120 Orange Avenue, Coronado
That was especially on my mind during my first visit to Fonda Don Diego. From the outside, the Mexican food restaurant, a block from the Coronado ferry landing, looks like a boxy little eatery fronted by a small, shaded dining patio. But once you enter — whoa! — the colors pop. Saturated blue, yellow, and red walls, bright green barstools, everything matching up nicely to a large mural commissioned from a Mexico City artist.
Chef and owner Alejandro Martínez operates restaurants in Coronado these days, including the Chez Loma French bistro, but with Fonda he reportedly felt nostalgia for a Mexico City eatery he used to operate, and sought to capture that vibe in dining room and kitchen.
The colors impacted my ordering. I gravitated towards the mole enchiladas but worried whether a thick, chocolaty brown sauce would look good in pictures, especially as a representation of such a colorful place. So I ordered ceviche, focused on the tacos, and they were good.

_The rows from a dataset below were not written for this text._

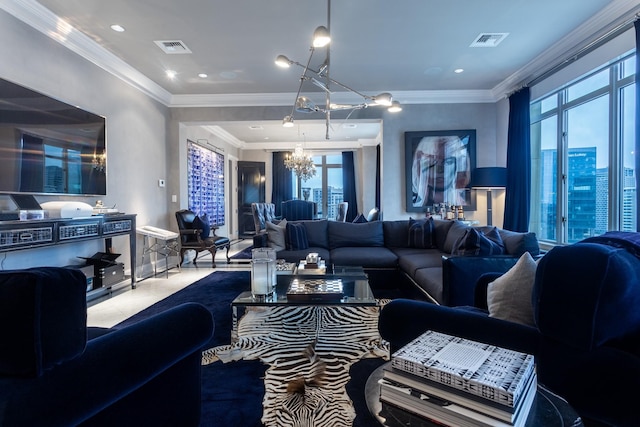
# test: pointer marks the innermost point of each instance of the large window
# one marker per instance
(583, 170)
(325, 189)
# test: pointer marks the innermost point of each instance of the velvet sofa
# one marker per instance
(584, 329)
(415, 248)
(54, 371)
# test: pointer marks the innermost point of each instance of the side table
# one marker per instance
(548, 409)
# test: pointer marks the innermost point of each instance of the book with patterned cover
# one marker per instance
(491, 372)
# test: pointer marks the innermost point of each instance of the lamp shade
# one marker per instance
(493, 177)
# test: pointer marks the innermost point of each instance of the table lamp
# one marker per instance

But the waitress brought me over a ramakin of mole to try with tortilla chips, and I knew immediately upon tasting it I would return to order more of that, even if the photos didn’t turn out.
I needn’t have worried. The rich sauce did smother the three enchiladas on the plate, enveloping them in darkness, but the addition of crema in a stripe pattern over the top, and a splash purple and green from red onions and cilantro, made the dish a beauty to behold. Eating it, the chicken and tortillas were merely vessels to complement the smooth mole, the rich roasty flavor accented by low-key spice.
The mole wasn’t the only delicious sauce I encountered. Fonda’s chips and salsa table service deserve mention. I kept bouncing between the four different salsa varieties brought to the table, and enjoyed them all, unable to decide whether the savory ranchera or creamy jalapeño was my favorite.
It’s the kind of question a food writer needs to put down the camera, and order more chips to decide.